La répartition des compétences entre la Fédération et les Etats-nations ne sera pas une tâche facile. Cet exercice devrait être mis en route dès le Conseil européen de Laeken. L'organisation institutionnelle actuelle ne devrait pas être bouleversée, mais améliorée et renforcée. Selon M. Renato Ruggiero, il faudra entre autres mieux définir le rôle d'orientation politique qui appartient au Conseil européen, respecter et élargir la méthode communautaire, augmenter le recours au vote à la majorité qualifiée au Conseil, réfléchir sur l'élection du Président de la Commission par les citoyens ou par les membres du Parlement européen, rationaliser les travaux du Conseil et renforcer le rôle de coordination du Conseil des Affaires générales, renforcer le Parlement européen comme centre de légitimité démocratique des décisions de l'Union en élargissant la codécision à toutes les matières ayant un caractère législatif et renforcer les rapports entre le Parlemement européen et les Parlements nationaux. Ces objectifs ambitieux pourraient ne pas faire tout de suite l'unanimité, surtout dans le cadre d'une Union élargie.

Aussi faudra-t-il poursuivre l'idée d'un « peloton de tête » dans un cadre communautaire. En effet, dans le processus communautaire, les avant-gardes - dont la France et l'Italie ont toujours été protagonistes - ont traditionnellement représenté le moteur du processus d'intégration de l'Union. Bien sûr, tous devraient avoir la possibilité de participer à ce peloton. Les politiques étrangères et de défense sont les sujets où la nécessité d'un peloton de tête communautaire s'avère la plus nécessaire, notamment après les événements du 11 septembre.

Les négociations sur l'avenir de l'Union européenne donnent une nouvelle occasion historique pour confirmer à nouveau et sans équivoque que la construction d'une grande Europe libre, démocratique, ouverte au monde et à la solidarité pour défendre la paix et la justice reste l'étoile polaire qui continue à guider l'action de la France et de l'Italie.

M. Charles Ehrmann s'est félicité de l'enthousiasme de M. Renato Ruggiero mais a souligné que l'Union européenne ne faisait pas l'unanimité. Il ne faut cependant jamais oublier que l'Union européenne a apporté la paix, alors que depuis 1515, la France et l'Allemagne, par exemple, se faisaient la guerre en moyenne tous les 23 ans.

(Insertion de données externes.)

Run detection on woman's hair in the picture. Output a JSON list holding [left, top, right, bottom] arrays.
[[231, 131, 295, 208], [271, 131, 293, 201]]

Il a regretté l'emploi du conditionnel s'agissant de la construction de l'Europe politique ; selon lui, l'élargissement ne se fera pas sans changement institutionnel.

Le Président François Loncle a également souhaité savoir quel était le sentiment de M. Renato Ruggiero concernant le lien entre élargissement et réforme des institutions, dans la mesure où l'Italie avait été à Amsterdam l'un des trois pays, avec la Belgique et la France, à se prononcer sur la nécessité d'une réforme préalable des institutions. A cet égard, il lui a demandé quel était son avis sur le Traité de Nice.

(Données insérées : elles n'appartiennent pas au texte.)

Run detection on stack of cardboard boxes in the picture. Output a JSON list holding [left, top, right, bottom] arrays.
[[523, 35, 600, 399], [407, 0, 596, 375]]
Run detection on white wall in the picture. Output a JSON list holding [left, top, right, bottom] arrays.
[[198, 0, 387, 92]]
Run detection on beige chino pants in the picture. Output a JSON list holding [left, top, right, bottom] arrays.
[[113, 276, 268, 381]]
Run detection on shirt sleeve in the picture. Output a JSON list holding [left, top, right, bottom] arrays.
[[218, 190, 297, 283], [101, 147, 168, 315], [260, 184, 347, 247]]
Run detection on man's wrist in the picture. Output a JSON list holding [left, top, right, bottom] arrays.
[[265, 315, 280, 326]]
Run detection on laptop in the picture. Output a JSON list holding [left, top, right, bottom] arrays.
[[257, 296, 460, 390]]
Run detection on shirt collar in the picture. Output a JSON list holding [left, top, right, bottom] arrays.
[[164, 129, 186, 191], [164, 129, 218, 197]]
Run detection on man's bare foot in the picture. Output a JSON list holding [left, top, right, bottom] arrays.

M. Renato Ruggiero a expliqué qu'il n'avait pas mentionné l'importance de la construction européenne dans la mise en place d'une paix durable en Europe car il n'utilise jamais cet argument, auquel il croit beaucoup, ni en France, ni en Allemagne. Il est vrai que les jeunes générations sont persuadées que l'Europe est un acquis et que les guerres entre pays européens sont désormais impossibles. Pourtant, né en 1930, M. Renato Ruggiero s'est souvenu que quand il avait dix ans, son professeur d'éducation physique dissertait sur les vertus de la guerre. En effet, il faut toujours rappeler que l'Europe, c'est la paix, même si plus personne n'écoute ce discours, tant il paraît aller de soi.

M. Renato Ruggiero a estimé que l'élargissement était un devoir historique. Suite à la chute du mur de Berlin, la réunification de l'Europe est devenue un parcours obligé. Cependant, il est vrai que l'élargissement ne constituera pas seulement un changement quantitatif, mais aussi qualitatif.

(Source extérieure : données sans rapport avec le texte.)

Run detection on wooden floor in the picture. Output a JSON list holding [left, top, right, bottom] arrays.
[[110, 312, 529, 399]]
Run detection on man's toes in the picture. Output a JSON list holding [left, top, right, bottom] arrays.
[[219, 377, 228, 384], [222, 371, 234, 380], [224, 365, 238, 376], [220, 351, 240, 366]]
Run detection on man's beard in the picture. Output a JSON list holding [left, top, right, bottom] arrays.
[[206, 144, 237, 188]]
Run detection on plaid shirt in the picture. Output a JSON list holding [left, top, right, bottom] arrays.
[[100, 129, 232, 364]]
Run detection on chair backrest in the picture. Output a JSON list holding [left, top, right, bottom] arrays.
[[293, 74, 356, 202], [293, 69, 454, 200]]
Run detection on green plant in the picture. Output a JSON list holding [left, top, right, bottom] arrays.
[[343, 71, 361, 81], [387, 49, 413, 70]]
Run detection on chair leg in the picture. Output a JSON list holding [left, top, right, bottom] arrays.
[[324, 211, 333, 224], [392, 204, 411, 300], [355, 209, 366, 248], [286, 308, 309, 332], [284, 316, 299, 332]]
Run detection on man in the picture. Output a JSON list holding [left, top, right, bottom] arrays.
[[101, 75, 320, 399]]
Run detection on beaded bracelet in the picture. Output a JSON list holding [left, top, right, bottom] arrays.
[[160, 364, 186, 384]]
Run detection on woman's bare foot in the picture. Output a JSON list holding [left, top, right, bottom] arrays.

Nous devons donc faire à la fois l'élargissement et la réforme des institutions. Pour cela, les pays fondateurs, et quelques autres, doivent aller de l'avant et former un peloton de tête par rapport à la plus grande partie des Etats. Quant aux nouveaux membres, il est indispensable de prévoir pour eux une période transitoire assez importante. Il serait politiquement impensable de dire aux pays candidats qu'ils doivent attendre la réforme des institutions pour entrer dans l'Union. Pour faire avancer l'intégration, le peloton de tête aura donc une responsabilité particulière. Car, comment pourrait-on faire par exemple une Europe de la défense à 27, alors même que certains pays n'ont pas de capacité militaire ?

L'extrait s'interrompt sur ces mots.